A 62-year-old man was admitted for spontaneous constrictive, intense chest pain.
A 62-year-old man was admitted for spontaneous constrictive, intense chest pain. He was not overweight (weight, 65 kg; height, 168 cm), but he had a 10-year history of hypertension, which was treated with diuretics and a beta blocker. He also had a history of renal dysfunction.
On admission, the patient no longer complained of chest pain, which stopped spontaneously after 20 minutes. His heart rate was 74 beats/ minute, and his blood pressure was 145/75 mm Hg on both arms. Results of the physical examination were normal. An electrocardiogram showed a sinus rhythm and signs of left ventricular hypertrophy with flattened T waves. The patient’s biological markers showed no troponin release, a moderately increased brain natriuretic peptide level (300 pg/mL), a normal D-dimers concentration, and a high creatinine level (200 µmol/L).

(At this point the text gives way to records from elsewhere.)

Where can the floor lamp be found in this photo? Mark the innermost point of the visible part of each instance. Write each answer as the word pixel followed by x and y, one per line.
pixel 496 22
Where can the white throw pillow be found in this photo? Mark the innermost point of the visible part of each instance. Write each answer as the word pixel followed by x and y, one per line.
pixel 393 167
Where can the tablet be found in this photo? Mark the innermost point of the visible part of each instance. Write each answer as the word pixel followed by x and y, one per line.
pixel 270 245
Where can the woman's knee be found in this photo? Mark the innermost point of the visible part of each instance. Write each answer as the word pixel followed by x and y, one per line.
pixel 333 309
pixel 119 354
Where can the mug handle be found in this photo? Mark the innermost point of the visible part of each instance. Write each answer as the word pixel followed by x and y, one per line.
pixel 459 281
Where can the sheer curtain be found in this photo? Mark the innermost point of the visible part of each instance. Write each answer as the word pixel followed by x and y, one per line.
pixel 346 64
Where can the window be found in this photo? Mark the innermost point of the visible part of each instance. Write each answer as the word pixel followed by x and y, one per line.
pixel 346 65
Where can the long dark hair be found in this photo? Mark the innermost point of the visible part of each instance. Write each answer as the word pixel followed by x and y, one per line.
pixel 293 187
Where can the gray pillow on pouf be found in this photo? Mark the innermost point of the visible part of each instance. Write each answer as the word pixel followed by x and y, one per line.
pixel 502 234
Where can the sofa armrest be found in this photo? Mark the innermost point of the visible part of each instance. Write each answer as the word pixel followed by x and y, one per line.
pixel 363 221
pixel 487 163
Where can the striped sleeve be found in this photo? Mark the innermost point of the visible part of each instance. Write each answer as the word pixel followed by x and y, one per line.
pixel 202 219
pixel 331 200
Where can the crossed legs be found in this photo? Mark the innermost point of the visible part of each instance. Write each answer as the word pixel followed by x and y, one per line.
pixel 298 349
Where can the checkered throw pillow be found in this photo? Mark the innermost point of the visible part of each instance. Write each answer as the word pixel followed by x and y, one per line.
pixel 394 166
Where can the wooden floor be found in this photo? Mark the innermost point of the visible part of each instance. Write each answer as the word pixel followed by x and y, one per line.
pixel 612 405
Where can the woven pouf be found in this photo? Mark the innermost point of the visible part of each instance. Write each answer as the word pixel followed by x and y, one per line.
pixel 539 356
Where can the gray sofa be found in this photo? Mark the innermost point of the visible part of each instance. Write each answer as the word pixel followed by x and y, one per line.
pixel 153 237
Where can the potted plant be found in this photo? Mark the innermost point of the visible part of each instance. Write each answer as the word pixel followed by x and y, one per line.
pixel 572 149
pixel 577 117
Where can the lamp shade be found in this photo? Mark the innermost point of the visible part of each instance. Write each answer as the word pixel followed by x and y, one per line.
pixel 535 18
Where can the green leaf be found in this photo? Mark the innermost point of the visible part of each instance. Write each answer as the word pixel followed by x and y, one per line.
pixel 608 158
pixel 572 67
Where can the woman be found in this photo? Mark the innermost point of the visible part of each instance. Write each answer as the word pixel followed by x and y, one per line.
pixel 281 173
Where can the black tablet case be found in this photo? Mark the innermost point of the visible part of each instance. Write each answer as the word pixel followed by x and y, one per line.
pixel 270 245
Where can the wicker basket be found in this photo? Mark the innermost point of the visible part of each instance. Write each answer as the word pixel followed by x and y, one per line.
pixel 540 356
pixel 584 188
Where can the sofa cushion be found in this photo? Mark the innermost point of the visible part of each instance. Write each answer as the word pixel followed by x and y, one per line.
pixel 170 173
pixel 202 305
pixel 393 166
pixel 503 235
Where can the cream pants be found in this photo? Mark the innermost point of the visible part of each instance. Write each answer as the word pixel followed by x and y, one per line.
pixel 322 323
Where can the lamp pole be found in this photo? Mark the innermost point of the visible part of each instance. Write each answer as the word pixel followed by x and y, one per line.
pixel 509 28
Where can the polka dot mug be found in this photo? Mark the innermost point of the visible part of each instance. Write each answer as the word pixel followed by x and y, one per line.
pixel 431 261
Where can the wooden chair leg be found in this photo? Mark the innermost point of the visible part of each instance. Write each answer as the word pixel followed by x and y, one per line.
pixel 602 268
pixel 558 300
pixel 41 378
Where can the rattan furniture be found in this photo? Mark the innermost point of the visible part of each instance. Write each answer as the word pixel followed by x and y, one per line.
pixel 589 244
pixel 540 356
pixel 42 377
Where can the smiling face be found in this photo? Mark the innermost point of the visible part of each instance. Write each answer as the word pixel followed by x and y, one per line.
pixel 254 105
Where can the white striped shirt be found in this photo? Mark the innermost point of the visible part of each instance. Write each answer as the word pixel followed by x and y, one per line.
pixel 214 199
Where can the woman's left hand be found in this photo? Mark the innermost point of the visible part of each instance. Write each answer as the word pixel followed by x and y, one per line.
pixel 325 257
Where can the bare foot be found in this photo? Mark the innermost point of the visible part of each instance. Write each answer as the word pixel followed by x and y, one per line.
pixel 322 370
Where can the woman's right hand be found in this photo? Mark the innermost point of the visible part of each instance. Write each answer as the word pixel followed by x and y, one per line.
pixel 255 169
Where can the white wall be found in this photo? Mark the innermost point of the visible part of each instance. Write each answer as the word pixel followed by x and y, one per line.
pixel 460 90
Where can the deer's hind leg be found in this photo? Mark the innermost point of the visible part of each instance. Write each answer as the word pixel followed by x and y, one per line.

The suspected diagnosis was acute aortic syndrome, but echocardiography showed only left ventricular hypertrophy with normal systolic left ventricular function, and there was no valve disease or aortic abnormality. Results of a second biological troponin assessment performed 4 hours later were positive, allowing the physician to diagnose acute coronary syndrome, without troponin release, namely non—ST-segment elevation acute myocardial infarction (MI), according to the “new” definition of MI.1
The patient was treated with combination oral antiplatelet therapy (aspirin and clopidogrel [Plavix]), unfractionated heparin, and statins. Some guidelines-recommended treatments could not be given, such as beta blockers (because of the left ventricular dysfunction), and angiotensin-converting enzyme (ACE) inhibitors, low-molecular-weight heparin, and statins (because of the renal dysfunction). An invasive strategy (ie, coronary angioplasty) was not recommended, also because of the renal dysfunction, and therefore no glycoprotein (GP) IIb/IIIa inhibitors were given.
In this case, the degree of renal dysfunction was overestimated. The creatinine clearance was > 30 mL/min/m2, despite the high creatinine value. Thus, it would be important to recognize this patient as a high-risk patient, not only because of his age and troponin release, but also because of the renal dysfunction. According to the Global Registry of Acute Coronary Events (GRACE) score,2 the probability of death was 4% in the hospital and 10% at 6 months, and the probability of death or MI was 19% in the hospital and 35% at 6 months!
Despite the patient’s renal dysfunction and his high-risk level, it would be important to use all effective and guidelines-recommended treatments, including low-molecular-weight heparin instead of unfractionated heparin (or even 2.5 mg fondaparinux [Arixtra],3 according to the results of the Organization to Assess Strategies in Acute Ischemic Syndromes (OASIS)-6 study3; an ACE inhibitor4; an early invasive procedure (coronary angioplasty) after specific preparation and evaluation of the risk of contrast-induced nephropathy5; and a IIb/IIIa inhibitor in view of the possible invasive procedure.6
This case report illustrates the importance of accurate assessment of renal function in acute coronary syndrome patients. Sometimes, renal dysfunction is overestimated and leads to underutilization of recommended treatments.